También a mi nueva familia la liquidé demasiado pronto.
Cada matrimonio es un misterio, dichoso o doloroso (nunca glorioso), sólo conocido por los dos cónyuges: misterios que nosotros, en cambio, seguimos desconociendo.
Lo teníamos todo en contra. Siempre atraída, a causa de mi Edipo, por hombres maduros y a veces más que maduros, convencida de que tenían mucho que enseñarme, me casé con un muchacho siete años menor que yo, de una familia sencilla y con ningún deseo de conocer mi mundo y aún menos de entrar en él. Aquella familia sencilla me detestaba como si fuese una vieja vampiresa que se llevaba a su mejor hijo para usarlo y luego tirarlo. Todos nos daban como mucho uno o dos años para el divorcio. Sin embargo, seguimos aquí, juntos, después de cuarenta años. ¿Milagro? No creo en los milagros. Más bien, más allá del aprecio, el afecto, el amor, muchas veces se crea un lazo inextricable, una simbiosis, entre oscuras necesidades que buscan, y a menudo encuentran, un consuelo, una compensación en las del otro. Ahora sé qué buscaba yo. Una coartada. Una coartada que justificara mi escaso éxito, mi negarme a la creatividad, a las buenas relaciones, a las amistades, a las novedades. La encontré fácilmente en sus celos: unos celos sombríos, morbosos, de siciliano, que me ataban de pies y manos y que yo aceptaba porque me liberaban de la obligación de reconocer en el miedo a no tener éxito, a ser juzgada, la raíz del jaque mate que me atribuía incluso antes de comenzar la partida.
Pese a todo, aquí coturnos: yo muy enferma, él, el ángel irascible, solícito como una madre que adivina los deseos de su niño incluso antes de que éste los manifieste. Aquí estamos después de años de sosiego que podrían llamarse años de felicidad si sólo supiéramos, mientras la vivimos, que la felicidad es eso.

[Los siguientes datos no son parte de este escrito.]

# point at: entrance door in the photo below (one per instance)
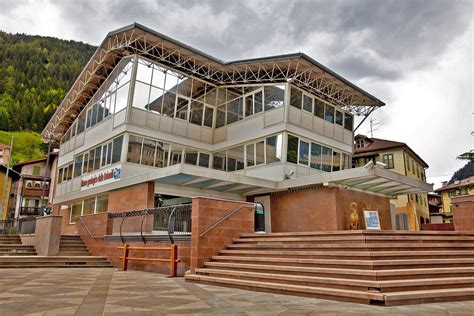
(265, 200)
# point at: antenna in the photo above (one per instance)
(373, 123)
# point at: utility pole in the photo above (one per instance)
(5, 183)
(45, 178)
(373, 122)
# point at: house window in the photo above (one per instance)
(339, 118)
(292, 152)
(36, 170)
(360, 143)
(296, 98)
(388, 160)
(329, 113)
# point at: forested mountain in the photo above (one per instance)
(35, 74)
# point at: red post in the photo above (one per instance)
(174, 260)
(125, 257)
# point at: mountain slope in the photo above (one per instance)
(35, 74)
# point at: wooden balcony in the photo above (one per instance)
(29, 211)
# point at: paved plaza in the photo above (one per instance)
(108, 291)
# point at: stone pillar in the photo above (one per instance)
(207, 211)
(48, 235)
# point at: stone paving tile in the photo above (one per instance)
(105, 291)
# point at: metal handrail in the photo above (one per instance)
(88, 230)
(171, 225)
(227, 216)
(141, 229)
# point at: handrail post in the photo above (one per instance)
(174, 260)
(125, 257)
(171, 225)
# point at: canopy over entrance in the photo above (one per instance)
(372, 179)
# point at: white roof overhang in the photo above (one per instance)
(370, 179)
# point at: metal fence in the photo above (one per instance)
(169, 220)
(17, 226)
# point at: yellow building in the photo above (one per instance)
(411, 210)
(462, 183)
(12, 176)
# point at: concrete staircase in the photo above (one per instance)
(72, 254)
(373, 267)
(12, 246)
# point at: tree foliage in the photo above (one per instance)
(35, 74)
(26, 145)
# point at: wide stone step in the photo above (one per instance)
(362, 232)
(360, 239)
(18, 254)
(73, 254)
(428, 296)
(54, 265)
(326, 293)
(72, 246)
(351, 254)
(342, 283)
(347, 273)
(355, 246)
(50, 259)
(356, 264)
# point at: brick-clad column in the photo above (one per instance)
(207, 211)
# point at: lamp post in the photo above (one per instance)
(5, 183)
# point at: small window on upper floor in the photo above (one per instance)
(296, 98)
(329, 113)
(36, 170)
(339, 118)
(388, 160)
(360, 143)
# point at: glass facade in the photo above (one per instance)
(169, 93)
(88, 206)
(310, 154)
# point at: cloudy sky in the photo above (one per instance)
(415, 55)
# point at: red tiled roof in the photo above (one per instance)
(457, 184)
(377, 144)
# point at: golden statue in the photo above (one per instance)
(354, 216)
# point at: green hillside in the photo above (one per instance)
(35, 74)
(26, 145)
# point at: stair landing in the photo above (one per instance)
(372, 267)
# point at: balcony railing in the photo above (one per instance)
(32, 191)
(30, 211)
(171, 221)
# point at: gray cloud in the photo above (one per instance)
(413, 54)
(368, 38)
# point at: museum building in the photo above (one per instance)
(151, 121)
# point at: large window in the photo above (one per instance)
(273, 148)
(388, 160)
(274, 96)
(95, 158)
(329, 113)
(292, 150)
(303, 152)
(92, 205)
(111, 97)
(326, 159)
(162, 90)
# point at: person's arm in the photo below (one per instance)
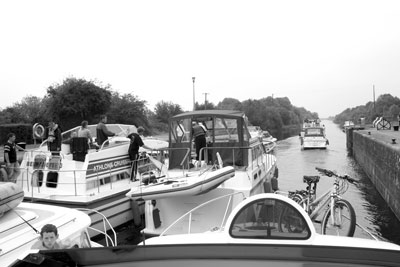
(106, 131)
(7, 159)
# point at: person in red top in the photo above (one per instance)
(10, 157)
(133, 150)
(48, 238)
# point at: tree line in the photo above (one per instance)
(75, 100)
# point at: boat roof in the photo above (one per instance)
(211, 112)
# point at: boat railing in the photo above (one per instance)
(190, 213)
(102, 182)
(259, 159)
(106, 225)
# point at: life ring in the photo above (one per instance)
(38, 131)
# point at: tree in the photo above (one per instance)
(165, 110)
(230, 104)
(75, 100)
(128, 109)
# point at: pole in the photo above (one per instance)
(205, 100)
(194, 105)
(373, 88)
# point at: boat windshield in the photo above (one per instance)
(269, 219)
(314, 131)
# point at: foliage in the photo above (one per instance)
(165, 110)
(75, 100)
(386, 105)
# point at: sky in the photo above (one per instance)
(325, 56)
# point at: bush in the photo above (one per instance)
(23, 132)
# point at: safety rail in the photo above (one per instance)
(259, 160)
(190, 212)
(106, 223)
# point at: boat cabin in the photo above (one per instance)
(227, 134)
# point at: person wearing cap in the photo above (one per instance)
(133, 150)
(102, 131)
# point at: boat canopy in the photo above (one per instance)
(227, 134)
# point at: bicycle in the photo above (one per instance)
(339, 217)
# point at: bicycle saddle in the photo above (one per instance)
(310, 179)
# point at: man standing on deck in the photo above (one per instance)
(101, 131)
(136, 143)
(10, 157)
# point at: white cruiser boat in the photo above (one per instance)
(233, 161)
(263, 230)
(94, 179)
(20, 221)
(314, 137)
(268, 141)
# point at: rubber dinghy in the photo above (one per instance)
(192, 183)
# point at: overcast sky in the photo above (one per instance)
(324, 56)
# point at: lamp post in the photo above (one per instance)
(194, 105)
(205, 100)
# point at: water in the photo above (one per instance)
(371, 210)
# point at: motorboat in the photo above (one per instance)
(21, 222)
(314, 138)
(268, 141)
(348, 125)
(262, 230)
(95, 179)
(232, 161)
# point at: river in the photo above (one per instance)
(371, 210)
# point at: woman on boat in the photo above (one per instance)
(85, 132)
(53, 136)
(133, 150)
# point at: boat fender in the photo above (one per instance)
(3, 175)
(136, 213)
(276, 173)
(274, 184)
(38, 131)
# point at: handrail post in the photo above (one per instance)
(76, 192)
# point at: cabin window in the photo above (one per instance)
(269, 219)
(181, 131)
(52, 179)
(37, 178)
(226, 130)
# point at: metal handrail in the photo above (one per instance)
(106, 223)
(202, 205)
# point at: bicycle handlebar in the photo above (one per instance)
(331, 173)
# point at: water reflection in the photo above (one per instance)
(372, 211)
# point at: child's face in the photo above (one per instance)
(49, 239)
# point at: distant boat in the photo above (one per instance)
(94, 179)
(269, 141)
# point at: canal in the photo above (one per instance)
(371, 210)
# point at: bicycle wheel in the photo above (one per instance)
(344, 219)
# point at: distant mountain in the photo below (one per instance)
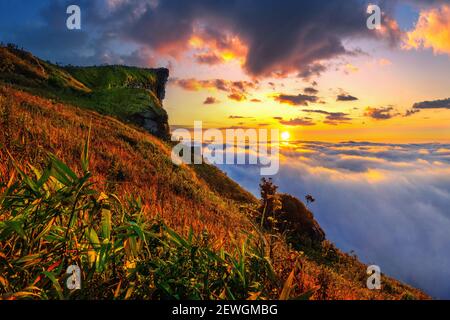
(82, 181)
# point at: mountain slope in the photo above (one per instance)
(130, 94)
(127, 161)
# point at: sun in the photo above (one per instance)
(285, 136)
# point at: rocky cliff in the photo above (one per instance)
(129, 93)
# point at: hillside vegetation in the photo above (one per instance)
(79, 186)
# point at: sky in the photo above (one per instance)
(388, 203)
(311, 68)
(365, 113)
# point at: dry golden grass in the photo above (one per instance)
(130, 162)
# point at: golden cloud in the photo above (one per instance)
(432, 31)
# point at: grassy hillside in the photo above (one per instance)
(138, 225)
(122, 92)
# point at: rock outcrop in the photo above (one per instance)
(296, 217)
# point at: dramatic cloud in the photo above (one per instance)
(411, 112)
(311, 91)
(215, 84)
(346, 97)
(298, 122)
(436, 104)
(383, 113)
(267, 37)
(332, 118)
(210, 100)
(431, 31)
(296, 100)
(387, 202)
(238, 117)
(237, 96)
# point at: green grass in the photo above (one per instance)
(52, 219)
(108, 77)
(117, 91)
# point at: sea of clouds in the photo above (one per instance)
(390, 203)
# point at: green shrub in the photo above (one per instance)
(53, 218)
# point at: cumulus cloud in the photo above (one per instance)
(346, 97)
(382, 113)
(268, 37)
(297, 122)
(215, 84)
(296, 100)
(435, 104)
(387, 202)
(332, 118)
(210, 100)
(311, 91)
(431, 31)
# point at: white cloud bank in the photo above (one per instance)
(388, 203)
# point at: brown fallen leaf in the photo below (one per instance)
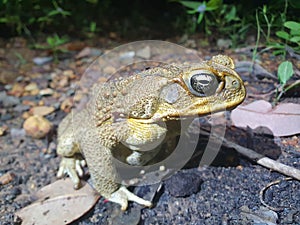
(59, 203)
(283, 120)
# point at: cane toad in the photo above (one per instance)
(129, 110)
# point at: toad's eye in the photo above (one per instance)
(203, 83)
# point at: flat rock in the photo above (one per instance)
(42, 110)
(183, 184)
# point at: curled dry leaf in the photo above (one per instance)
(59, 203)
(283, 120)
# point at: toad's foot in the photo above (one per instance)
(72, 167)
(122, 196)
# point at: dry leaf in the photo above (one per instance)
(283, 120)
(59, 203)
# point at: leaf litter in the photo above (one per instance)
(282, 120)
(59, 203)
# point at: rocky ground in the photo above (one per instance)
(231, 191)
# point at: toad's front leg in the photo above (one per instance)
(72, 161)
(103, 172)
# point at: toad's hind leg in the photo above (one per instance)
(122, 196)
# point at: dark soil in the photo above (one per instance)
(228, 192)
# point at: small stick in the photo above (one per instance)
(260, 159)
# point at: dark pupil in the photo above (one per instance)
(204, 84)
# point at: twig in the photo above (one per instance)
(262, 193)
(260, 159)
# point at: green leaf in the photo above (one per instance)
(285, 72)
(295, 39)
(292, 25)
(282, 34)
(214, 4)
(231, 15)
(200, 18)
(295, 32)
(191, 4)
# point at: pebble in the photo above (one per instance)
(3, 129)
(46, 92)
(17, 90)
(87, 51)
(144, 53)
(17, 134)
(31, 87)
(42, 60)
(7, 100)
(66, 105)
(109, 70)
(21, 108)
(224, 43)
(42, 110)
(183, 184)
(127, 55)
(37, 126)
(7, 178)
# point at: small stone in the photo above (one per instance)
(18, 134)
(42, 110)
(31, 87)
(37, 126)
(46, 92)
(87, 51)
(224, 43)
(183, 184)
(64, 82)
(127, 55)
(7, 178)
(21, 108)
(144, 53)
(8, 101)
(66, 105)
(109, 70)
(69, 73)
(42, 60)
(17, 90)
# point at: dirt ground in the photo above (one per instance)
(230, 191)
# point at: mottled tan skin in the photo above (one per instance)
(129, 110)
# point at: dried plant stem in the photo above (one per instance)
(261, 159)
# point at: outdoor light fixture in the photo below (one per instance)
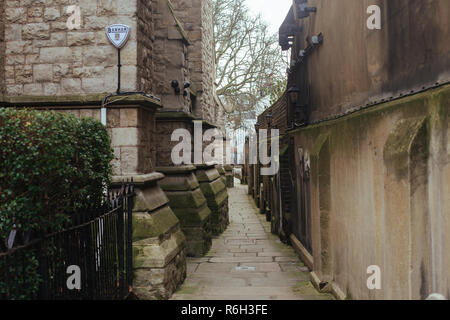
(269, 118)
(317, 40)
(303, 11)
(187, 84)
(294, 94)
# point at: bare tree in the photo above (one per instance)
(249, 62)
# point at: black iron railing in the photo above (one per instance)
(91, 259)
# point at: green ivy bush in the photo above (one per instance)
(51, 165)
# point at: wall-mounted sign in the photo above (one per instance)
(118, 34)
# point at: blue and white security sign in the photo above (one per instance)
(118, 34)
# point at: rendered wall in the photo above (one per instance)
(383, 199)
(356, 66)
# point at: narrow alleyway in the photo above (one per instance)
(247, 262)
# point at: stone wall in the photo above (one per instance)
(145, 43)
(132, 130)
(44, 57)
(170, 58)
(197, 19)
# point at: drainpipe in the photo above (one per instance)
(103, 116)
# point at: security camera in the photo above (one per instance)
(317, 40)
(176, 86)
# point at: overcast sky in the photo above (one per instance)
(273, 11)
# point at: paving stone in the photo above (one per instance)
(247, 262)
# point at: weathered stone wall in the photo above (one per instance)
(145, 43)
(131, 131)
(197, 19)
(170, 58)
(44, 57)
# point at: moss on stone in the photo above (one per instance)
(398, 145)
(153, 225)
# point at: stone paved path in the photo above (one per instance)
(247, 262)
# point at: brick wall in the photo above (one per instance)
(44, 57)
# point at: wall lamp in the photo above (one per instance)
(294, 94)
(303, 10)
(269, 118)
(176, 87)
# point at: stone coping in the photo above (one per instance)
(139, 180)
(176, 170)
(175, 115)
(205, 166)
(228, 167)
(94, 100)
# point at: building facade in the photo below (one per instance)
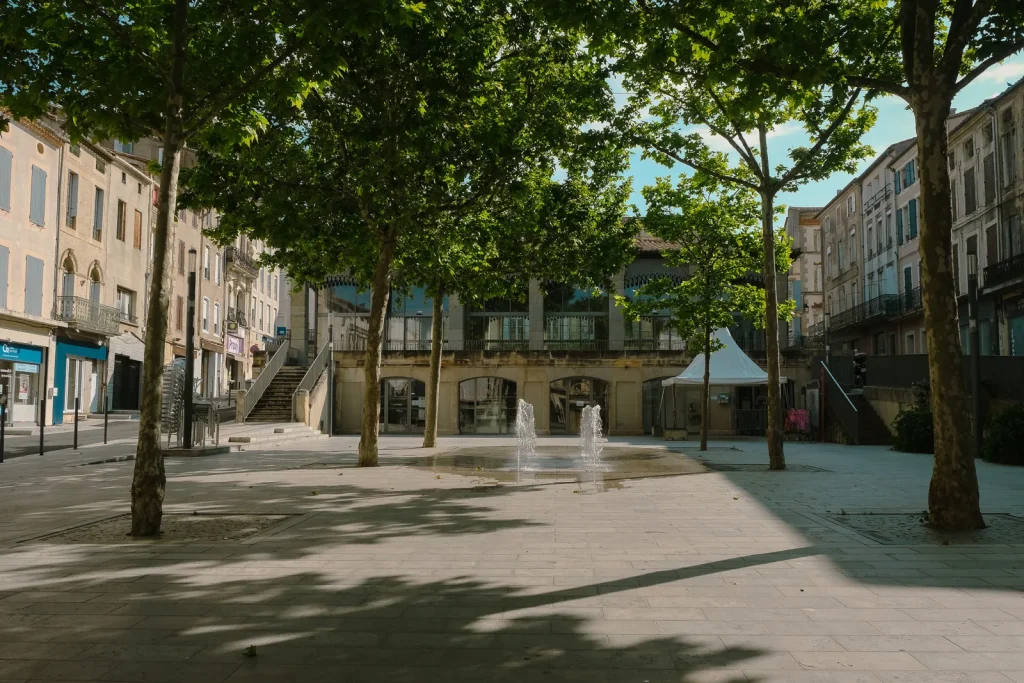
(560, 348)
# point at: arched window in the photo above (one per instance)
(68, 284)
(568, 396)
(402, 406)
(94, 286)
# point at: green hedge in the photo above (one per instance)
(914, 430)
(1005, 441)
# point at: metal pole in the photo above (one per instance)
(186, 439)
(975, 363)
(42, 423)
(330, 379)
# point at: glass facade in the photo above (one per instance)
(486, 406)
(499, 324)
(574, 317)
(403, 406)
(569, 396)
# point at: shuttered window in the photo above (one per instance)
(37, 205)
(137, 239)
(6, 164)
(97, 215)
(72, 218)
(33, 286)
(122, 219)
(4, 272)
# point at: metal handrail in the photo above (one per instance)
(315, 368)
(833, 388)
(258, 387)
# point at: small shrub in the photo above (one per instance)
(1005, 441)
(913, 430)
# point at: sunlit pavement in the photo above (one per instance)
(392, 573)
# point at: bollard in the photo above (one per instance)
(42, 423)
(75, 446)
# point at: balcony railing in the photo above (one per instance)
(910, 301)
(238, 317)
(885, 304)
(236, 257)
(1005, 270)
(87, 315)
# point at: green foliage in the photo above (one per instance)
(1005, 440)
(715, 227)
(914, 430)
(108, 62)
(438, 132)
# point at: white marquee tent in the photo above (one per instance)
(729, 367)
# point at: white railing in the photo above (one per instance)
(258, 387)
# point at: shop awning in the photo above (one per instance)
(729, 367)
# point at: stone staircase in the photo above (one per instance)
(275, 403)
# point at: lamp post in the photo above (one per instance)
(972, 296)
(189, 352)
(827, 340)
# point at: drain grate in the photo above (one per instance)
(758, 467)
(175, 527)
(904, 528)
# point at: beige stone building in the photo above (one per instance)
(31, 159)
(561, 349)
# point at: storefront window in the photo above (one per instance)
(486, 406)
(569, 396)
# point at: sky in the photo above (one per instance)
(895, 122)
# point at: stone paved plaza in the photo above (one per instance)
(399, 573)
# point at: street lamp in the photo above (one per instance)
(827, 340)
(974, 340)
(189, 352)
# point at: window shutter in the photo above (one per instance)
(137, 239)
(4, 260)
(37, 205)
(33, 286)
(6, 164)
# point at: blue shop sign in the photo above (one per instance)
(22, 353)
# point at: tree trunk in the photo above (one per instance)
(434, 383)
(375, 346)
(706, 394)
(776, 457)
(150, 478)
(952, 497)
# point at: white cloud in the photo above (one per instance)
(1004, 73)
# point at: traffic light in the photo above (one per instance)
(860, 369)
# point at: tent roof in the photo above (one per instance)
(729, 367)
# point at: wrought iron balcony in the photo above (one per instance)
(237, 258)
(1005, 270)
(910, 301)
(87, 315)
(885, 304)
(238, 317)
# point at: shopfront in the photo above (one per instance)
(20, 377)
(78, 368)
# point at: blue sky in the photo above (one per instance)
(895, 123)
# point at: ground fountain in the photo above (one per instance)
(591, 440)
(525, 437)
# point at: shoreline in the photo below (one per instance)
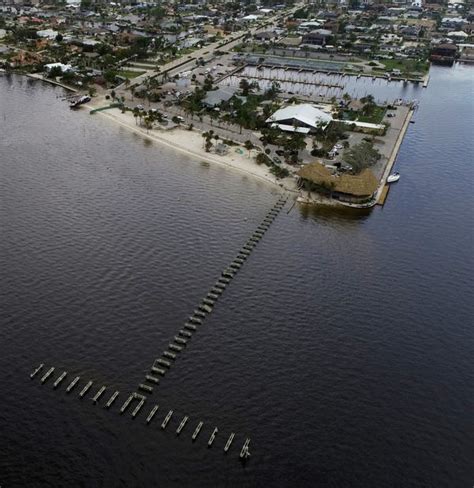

Desde hace unos días, desde hace unas noches, me quedo fácilmente sin respiración, tengo la sensación de asfixiarme, me imagino lo que debe de ser ahogarse.
Mi doctísimo médico (o mejor dicho profesor con años de estudio, publicaciones en revistas internacionales, congresos importantes) me ha dicho muy serio: «Pruebe a poner una almohada más en la cama».